New computer, but experiencing nvlddmkm.sys VIDEO_DXGKRNL_FATAL_ERROR (code 141)?

Discussion in 'Sager and Clevo' started by Amnvex, Sep 3, 2019.

  1. Amnvex

    Amnvex Notebook Enthusiast

    Reputations:
    0
    Messages:
    28
    Likes Received:
    2
    Trophy Points:
    6
    Does this always point to a faulty card? Or can it be a driver issue or something? A windows 1903 issue, perhaps?

    I've tried just about everything to troubleshoot it. It's not temps and it's not overclocking. SFC and DISM bring back nothing. All memory checks, stress tests, etc come back fine, too. I think it may be a driver issue somewhere, but I can't imagine what driver it is because I've tried fresh install of windows and that doesn't do anything to change the situation. Driver verifier of 3rd party drivers (non microsoft ones) has not caused any crashes, but microsoft-only verification of drivers has caused BSOD loops on startup (when loading into an account) that forced me to reset/turn off the verifier in safemode (this was especially bad after a particular windows update). I can't fathom that a laptop with an RTX 2060 that's only ~2 months old is already failing... and the nature of the this issue has changed from previous times.
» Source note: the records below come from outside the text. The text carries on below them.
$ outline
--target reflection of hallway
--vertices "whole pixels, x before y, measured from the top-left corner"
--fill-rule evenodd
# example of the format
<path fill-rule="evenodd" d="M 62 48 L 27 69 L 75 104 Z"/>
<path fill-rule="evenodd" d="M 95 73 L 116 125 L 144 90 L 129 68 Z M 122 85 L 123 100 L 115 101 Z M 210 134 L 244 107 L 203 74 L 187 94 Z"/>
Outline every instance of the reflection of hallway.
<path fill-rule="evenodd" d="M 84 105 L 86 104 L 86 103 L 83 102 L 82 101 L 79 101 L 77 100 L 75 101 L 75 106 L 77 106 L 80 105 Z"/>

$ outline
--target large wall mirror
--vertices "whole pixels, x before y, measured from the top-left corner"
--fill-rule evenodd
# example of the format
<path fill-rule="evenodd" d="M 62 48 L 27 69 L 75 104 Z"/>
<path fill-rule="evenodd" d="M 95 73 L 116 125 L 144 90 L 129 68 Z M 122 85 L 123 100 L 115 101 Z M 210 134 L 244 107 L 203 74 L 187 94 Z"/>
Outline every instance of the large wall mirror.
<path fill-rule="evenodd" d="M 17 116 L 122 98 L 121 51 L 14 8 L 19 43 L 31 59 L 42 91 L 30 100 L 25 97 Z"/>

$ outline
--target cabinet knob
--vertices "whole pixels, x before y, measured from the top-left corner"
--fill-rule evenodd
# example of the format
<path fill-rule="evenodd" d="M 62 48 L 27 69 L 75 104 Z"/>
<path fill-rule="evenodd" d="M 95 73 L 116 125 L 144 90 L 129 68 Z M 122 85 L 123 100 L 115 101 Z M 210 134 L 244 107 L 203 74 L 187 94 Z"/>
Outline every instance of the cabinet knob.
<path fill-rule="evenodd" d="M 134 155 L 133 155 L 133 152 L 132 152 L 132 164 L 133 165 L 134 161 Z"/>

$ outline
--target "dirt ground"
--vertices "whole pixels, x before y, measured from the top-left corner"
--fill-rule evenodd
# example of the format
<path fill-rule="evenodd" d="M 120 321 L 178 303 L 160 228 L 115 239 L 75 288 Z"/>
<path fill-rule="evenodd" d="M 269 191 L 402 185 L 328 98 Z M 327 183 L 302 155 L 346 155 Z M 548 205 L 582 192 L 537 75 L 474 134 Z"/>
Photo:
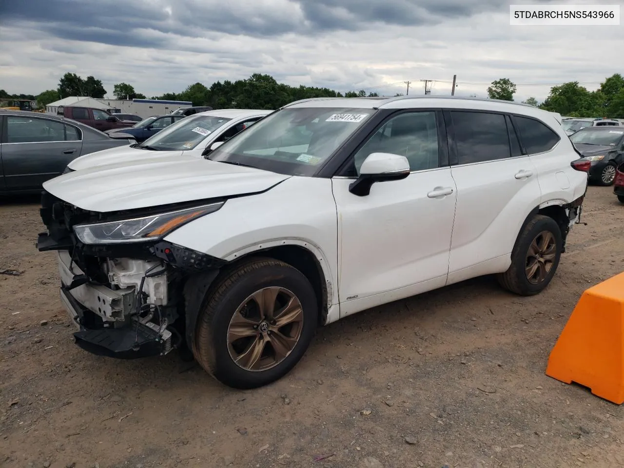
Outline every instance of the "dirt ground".
<path fill-rule="evenodd" d="M 540 295 L 482 278 L 377 308 L 239 391 L 176 353 L 77 348 L 37 197 L 1 200 L 0 270 L 23 273 L 0 275 L 0 466 L 624 466 L 624 408 L 544 374 L 583 291 L 624 270 L 624 206 L 601 187 L 585 205 Z"/>

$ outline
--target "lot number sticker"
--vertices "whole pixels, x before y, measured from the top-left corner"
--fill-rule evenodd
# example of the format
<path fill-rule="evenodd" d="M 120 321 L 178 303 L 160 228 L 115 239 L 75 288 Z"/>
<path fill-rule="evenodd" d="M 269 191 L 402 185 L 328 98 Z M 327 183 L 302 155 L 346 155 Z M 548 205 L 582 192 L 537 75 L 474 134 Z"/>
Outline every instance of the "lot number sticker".
<path fill-rule="evenodd" d="M 196 134 L 203 135 L 205 137 L 207 135 L 210 135 L 211 133 L 210 130 L 208 130 L 207 129 L 204 129 L 202 127 L 195 127 L 194 129 L 193 129 L 193 131 L 195 132 Z"/>
<path fill-rule="evenodd" d="M 325 122 L 353 122 L 358 124 L 368 117 L 368 114 L 334 114 Z"/>

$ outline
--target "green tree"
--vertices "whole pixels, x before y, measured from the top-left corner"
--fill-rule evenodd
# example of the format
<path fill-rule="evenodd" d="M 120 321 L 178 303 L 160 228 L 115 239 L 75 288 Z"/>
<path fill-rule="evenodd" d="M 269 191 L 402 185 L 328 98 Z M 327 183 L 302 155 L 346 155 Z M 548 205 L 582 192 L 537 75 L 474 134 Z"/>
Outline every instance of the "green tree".
<path fill-rule="evenodd" d="M 562 115 L 593 117 L 599 113 L 597 99 L 596 93 L 579 85 L 578 81 L 571 81 L 553 86 L 548 97 L 540 107 Z"/>
<path fill-rule="evenodd" d="M 69 96 L 82 96 L 84 82 L 75 73 L 67 72 L 59 81 L 59 97 L 62 99 Z"/>
<path fill-rule="evenodd" d="M 501 78 L 492 82 L 492 85 L 487 88 L 487 95 L 490 99 L 514 100 L 514 94 L 516 87 L 509 78 Z"/>
<path fill-rule="evenodd" d="M 56 89 L 48 89 L 37 96 L 37 105 L 39 109 L 45 109 L 51 102 L 59 100 L 59 92 Z"/>
<path fill-rule="evenodd" d="M 106 90 L 102 85 L 100 80 L 96 80 L 92 76 L 87 76 L 84 80 L 85 95 L 90 97 L 96 97 L 101 99 L 106 94 Z"/>
<path fill-rule="evenodd" d="M 526 100 L 522 101 L 523 104 L 529 104 L 529 105 L 533 105 L 535 107 L 538 106 L 537 99 L 534 97 L 529 97 Z"/>
<path fill-rule="evenodd" d="M 117 99 L 134 99 L 137 92 L 134 87 L 127 83 L 117 83 L 113 86 L 113 95 Z"/>

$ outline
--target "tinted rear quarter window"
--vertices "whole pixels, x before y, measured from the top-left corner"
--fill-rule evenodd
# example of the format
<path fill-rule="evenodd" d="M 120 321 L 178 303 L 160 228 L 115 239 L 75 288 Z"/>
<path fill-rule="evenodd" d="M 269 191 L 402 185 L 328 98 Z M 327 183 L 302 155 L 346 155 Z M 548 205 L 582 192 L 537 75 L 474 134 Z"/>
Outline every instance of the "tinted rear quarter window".
<path fill-rule="evenodd" d="M 559 135 L 539 120 L 514 115 L 514 124 L 528 154 L 550 151 L 559 141 Z"/>
<path fill-rule="evenodd" d="M 489 112 L 451 111 L 459 164 L 511 156 L 505 116 Z"/>

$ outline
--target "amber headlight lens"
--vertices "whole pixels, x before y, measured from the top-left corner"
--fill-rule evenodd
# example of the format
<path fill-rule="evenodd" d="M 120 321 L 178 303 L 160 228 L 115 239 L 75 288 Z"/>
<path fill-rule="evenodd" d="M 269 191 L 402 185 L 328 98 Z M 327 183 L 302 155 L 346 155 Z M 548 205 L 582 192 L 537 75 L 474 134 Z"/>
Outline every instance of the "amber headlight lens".
<path fill-rule="evenodd" d="M 117 244 L 155 240 L 200 216 L 214 213 L 225 202 L 195 207 L 158 215 L 74 227 L 84 244 Z"/>

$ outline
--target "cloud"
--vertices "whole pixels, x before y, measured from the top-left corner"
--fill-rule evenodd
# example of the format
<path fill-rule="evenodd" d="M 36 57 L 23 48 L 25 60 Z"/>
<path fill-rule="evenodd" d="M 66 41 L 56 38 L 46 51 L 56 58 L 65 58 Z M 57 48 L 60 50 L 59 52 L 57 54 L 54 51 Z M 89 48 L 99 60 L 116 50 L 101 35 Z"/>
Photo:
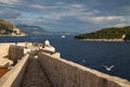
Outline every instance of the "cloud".
<path fill-rule="evenodd" d="M 0 2 L 5 3 L 5 4 L 14 4 L 18 2 L 18 0 L 0 0 Z"/>
<path fill-rule="evenodd" d="M 50 30 L 91 32 L 129 25 L 129 0 L 0 0 L 1 18 Z"/>

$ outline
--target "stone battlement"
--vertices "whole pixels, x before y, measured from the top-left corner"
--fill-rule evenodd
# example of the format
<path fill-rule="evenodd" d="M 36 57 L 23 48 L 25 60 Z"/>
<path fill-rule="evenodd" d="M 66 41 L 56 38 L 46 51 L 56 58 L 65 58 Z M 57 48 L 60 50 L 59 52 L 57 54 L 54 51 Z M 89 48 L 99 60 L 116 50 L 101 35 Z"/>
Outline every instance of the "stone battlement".
<path fill-rule="evenodd" d="M 13 46 L 11 48 L 15 49 L 16 47 Z M 14 54 L 18 52 L 15 51 Z M 60 59 L 58 52 L 37 50 L 30 50 L 29 53 L 22 57 L 21 61 L 0 78 L 0 87 L 21 87 L 26 66 L 28 65 L 28 58 L 38 59 L 38 67 L 46 74 L 51 87 L 130 87 L 130 82 L 127 79 L 100 73 L 62 58 Z M 34 73 L 32 75 L 36 74 Z M 28 83 L 31 80 L 29 79 Z"/>

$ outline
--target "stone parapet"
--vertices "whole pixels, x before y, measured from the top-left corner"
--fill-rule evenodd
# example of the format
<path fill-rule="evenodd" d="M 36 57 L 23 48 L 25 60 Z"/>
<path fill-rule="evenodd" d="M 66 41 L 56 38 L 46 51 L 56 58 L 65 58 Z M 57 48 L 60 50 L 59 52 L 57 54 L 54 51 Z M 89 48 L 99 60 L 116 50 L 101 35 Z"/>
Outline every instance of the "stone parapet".
<path fill-rule="evenodd" d="M 28 62 L 28 54 L 0 78 L 0 87 L 21 87 L 21 82 Z"/>
<path fill-rule="evenodd" d="M 24 47 L 11 45 L 9 48 L 9 59 L 16 64 L 17 60 L 21 60 L 24 55 Z"/>
<path fill-rule="evenodd" d="M 130 87 L 130 82 L 100 73 L 64 59 L 38 53 L 39 62 L 54 87 Z"/>

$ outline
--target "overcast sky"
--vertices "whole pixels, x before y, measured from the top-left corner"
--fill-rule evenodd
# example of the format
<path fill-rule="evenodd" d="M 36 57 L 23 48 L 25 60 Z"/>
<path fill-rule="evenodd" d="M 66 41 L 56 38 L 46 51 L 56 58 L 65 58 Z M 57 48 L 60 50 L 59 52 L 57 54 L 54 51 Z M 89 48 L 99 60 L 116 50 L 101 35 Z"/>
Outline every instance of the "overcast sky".
<path fill-rule="evenodd" d="M 90 33 L 130 25 L 130 0 L 0 0 L 0 18 L 53 32 Z"/>

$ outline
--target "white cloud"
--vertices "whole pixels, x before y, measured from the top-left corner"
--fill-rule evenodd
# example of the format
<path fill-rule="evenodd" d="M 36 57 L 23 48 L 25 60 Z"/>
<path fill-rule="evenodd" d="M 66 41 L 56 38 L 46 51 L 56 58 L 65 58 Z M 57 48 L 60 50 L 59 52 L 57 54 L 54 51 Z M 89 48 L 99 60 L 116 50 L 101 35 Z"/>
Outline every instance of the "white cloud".
<path fill-rule="evenodd" d="M 36 9 L 43 9 L 44 8 L 43 5 L 40 5 L 40 4 L 32 4 L 31 7 L 36 8 Z"/>
<path fill-rule="evenodd" d="M 0 0 L 0 2 L 6 3 L 6 4 L 14 4 L 14 3 L 18 2 L 18 0 Z"/>
<path fill-rule="evenodd" d="M 112 15 L 112 16 L 80 16 L 79 17 L 82 21 L 86 22 L 91 22 L 94 24 L 101 24 L 101 23 L 105 23 L 105 22 L 125 22 L 126 18 L 123 16 L 116 16 L 116 15 Z"/>

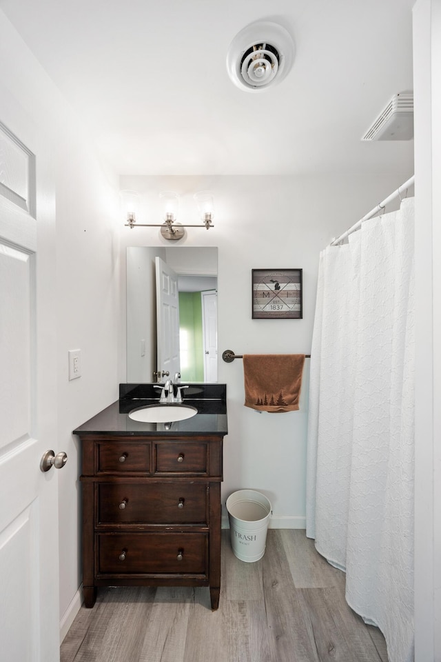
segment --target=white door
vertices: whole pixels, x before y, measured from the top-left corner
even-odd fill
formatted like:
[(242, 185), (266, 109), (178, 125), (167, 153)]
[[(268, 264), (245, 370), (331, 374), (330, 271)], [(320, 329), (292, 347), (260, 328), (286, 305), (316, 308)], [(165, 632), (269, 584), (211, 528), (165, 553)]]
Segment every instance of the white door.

    I noticed something peculiar: the longer the PC is on, the more likely it is to fail. For example, can play a game for, say, 2-3 hours, and then it'll crash. It'll never happen before that 2-3 hour mark if the PC is rebooted freshly. Basically no early crashes. But that's not the case for another game. Victor Vran has a map where you choose a destination. When you open and close it, it'll crash. At some point it was so bad (I don't know how it got worse) that the moment you open the map, a guaranteed crash would happen immediately (video TDR, wait ~30-40 seconds, then it'll say windows is shutting down with fans suddenly blasting, and then the whole thing unexpectedly shuts down). If an attempt to manually shut down the PC happens while this crash takes place during the calm period before the system auto-shuts off, it will go to a BSOD that shows ntoskrnl as the driver that's responsible for the crash instead of nvlddmkm.sys when it BSODs (instead of the usual 30-40 second calm period where it automatically attempts to shut down). Sometimes it even does initiate shutdown procedure and goes to a blue screen to shut down, but it never finishes--it just turns off completely.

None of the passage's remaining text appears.